Marx and Engels, who charted the lot of the urban poor with dignity and accuracy and who strove to find a solution, made one or two early errors which have cemented, alas, the recent history of the Soviet Union. Marx was certain that things were going to get worse for the poor, whereas from 1848 onwards, things began to improve. Their contemporaries Disraeli and (Cardinal) Newman saw that material poverty, though lamentable, was not the only poverty, that spiritual poverty had to be tacked first to enable people to work their way out of the terrible material conditions they were in. This spiritual poverty, to my mind, involves the lack of family units, for houses were shared and people were evicted continually, men and women being sent to different workhouses and the children being taken, variously, as servants, slaves or into 'care'. This, coupled with political disenfranchisement, a lack of a religious tradition which they could feel part of (apart from Roman Catholicism, which became dominant amongst the immigrant labourers, leading to unrest), a lack of education and the chance for self improvement put the labourers in a terrible, bored, hopeless condition.

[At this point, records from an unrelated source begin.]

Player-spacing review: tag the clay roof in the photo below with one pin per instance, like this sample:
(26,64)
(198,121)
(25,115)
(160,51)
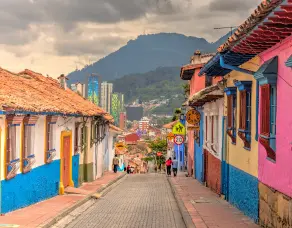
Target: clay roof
(116,129)
(170,125)
(262,25)
(32,92)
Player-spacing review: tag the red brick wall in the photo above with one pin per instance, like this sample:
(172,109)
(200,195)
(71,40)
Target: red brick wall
(213,172)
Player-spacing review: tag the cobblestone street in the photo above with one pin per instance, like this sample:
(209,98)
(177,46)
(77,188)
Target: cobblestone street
(139,201)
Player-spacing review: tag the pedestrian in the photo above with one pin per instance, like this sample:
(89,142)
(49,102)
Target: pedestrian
(168,166)
(128,169)
(174,166)
(116,163)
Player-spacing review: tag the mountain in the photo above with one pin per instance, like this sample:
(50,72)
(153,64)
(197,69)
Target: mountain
(146,53)
(162,82)
(160,90)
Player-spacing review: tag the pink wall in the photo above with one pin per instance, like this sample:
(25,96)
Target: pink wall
(197,83)
(191,149)
(278,175)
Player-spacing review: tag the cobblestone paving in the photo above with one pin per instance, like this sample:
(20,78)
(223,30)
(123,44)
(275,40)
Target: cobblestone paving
(139,201)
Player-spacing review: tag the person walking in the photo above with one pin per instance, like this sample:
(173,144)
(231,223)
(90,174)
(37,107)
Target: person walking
(174,166)
(128,169)
(168,166)
(116,163)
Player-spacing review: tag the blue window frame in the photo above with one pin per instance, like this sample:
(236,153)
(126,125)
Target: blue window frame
(244,131)
(273,113)
(266,77)
(248,116)
(234,106)
(231,93)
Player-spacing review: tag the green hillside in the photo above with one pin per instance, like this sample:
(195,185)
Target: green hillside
(162,84)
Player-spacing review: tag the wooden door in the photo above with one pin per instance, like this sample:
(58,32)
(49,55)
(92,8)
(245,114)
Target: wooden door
(66,160)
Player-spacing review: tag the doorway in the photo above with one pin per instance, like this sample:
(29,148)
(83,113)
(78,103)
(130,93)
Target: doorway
(66,161)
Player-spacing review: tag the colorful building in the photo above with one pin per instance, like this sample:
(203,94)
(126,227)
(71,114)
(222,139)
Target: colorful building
(93,88)
(255,63)
(195,161)
(41,137)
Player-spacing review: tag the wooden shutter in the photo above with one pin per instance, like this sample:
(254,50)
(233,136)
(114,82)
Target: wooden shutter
(265,110)
(242,122)
(229,111)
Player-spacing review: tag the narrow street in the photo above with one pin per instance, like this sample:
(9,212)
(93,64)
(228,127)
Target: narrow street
(139,201)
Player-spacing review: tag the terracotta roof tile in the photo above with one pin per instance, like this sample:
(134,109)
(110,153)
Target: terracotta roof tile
(32,92)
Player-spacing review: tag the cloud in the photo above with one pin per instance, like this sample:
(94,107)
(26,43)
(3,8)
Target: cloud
(60,31)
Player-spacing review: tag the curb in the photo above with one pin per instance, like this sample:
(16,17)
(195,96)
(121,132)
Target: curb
(67,211)
(183,210)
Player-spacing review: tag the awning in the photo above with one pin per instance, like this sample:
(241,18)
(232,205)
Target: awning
(208,94)
(268,72)
(289,62)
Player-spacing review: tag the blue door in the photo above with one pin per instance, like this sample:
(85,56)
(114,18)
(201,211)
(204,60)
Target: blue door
(199,160)
(224,164)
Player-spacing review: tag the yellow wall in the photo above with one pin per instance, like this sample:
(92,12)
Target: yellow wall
(237,156)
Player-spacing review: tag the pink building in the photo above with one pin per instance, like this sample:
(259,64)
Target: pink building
(275,169)
(275,120)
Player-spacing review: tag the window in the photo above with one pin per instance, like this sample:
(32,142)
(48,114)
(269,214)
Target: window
(273,111)
(12,161)
(231,93)
(83,138)
(208,81)
(50,138)
(268,119)
(244,131)
(28,140)
(76,139)
(267,79)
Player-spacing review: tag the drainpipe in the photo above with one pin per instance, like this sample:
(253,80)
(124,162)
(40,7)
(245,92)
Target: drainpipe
(230,67)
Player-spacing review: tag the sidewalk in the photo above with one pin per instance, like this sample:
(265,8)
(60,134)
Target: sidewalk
(205,208)
(42,212)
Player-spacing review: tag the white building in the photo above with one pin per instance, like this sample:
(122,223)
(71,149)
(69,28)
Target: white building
(106,96)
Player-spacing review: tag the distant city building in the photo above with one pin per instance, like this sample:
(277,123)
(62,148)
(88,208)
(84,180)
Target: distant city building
(79,88)
(93,88)
(144,124)
(123,120)
(134,113)
(106,96)
(117,106)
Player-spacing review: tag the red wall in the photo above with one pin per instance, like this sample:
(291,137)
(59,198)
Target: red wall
(132,138)
(197,83)
(213,172)
(191,152)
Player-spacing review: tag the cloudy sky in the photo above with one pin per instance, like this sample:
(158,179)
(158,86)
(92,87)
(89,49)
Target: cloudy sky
(55,36)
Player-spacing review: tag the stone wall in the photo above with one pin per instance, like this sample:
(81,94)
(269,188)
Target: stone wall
(275,208)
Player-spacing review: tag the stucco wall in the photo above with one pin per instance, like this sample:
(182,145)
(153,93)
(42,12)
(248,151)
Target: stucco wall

Happily, before Mark and Engels could publicise their plans, which ignored all this spiritual poverty and simply kept the labouring system as it was but put the labourers at the top, (apart from the party workers, of course), they went to ruin other industrialised countries and to bring in new ways of mechanisation which never developed, based on a system which does not allow for development, either of industry or the person. Manchester, however, is still a city built and rebuilt on free trade and to the observer like myself the rise in city dwellers, from seven hundred fifteen years ago to eight hundred thousand now, living in loft apartments and converted mills, squeezed into shoebox sized apartments and working at call centres, seems as though there is another poverty to behold. Sitting in the oriel window of Chethams Library today, I can see thousands of people living on credit, shoring status up with designer clothes and kitchens, living in tiny flats which have no real financial worth and which are too small for the raising of a family. Manchesterianism has never been so well disguised, under a veneer of a newly clean city, bustling with tourism and champagne bars, but the repossession and eviction rates are, per capita, as high as they were when Engels sat in the seat I am writing to you from and the Churches are as badly attended.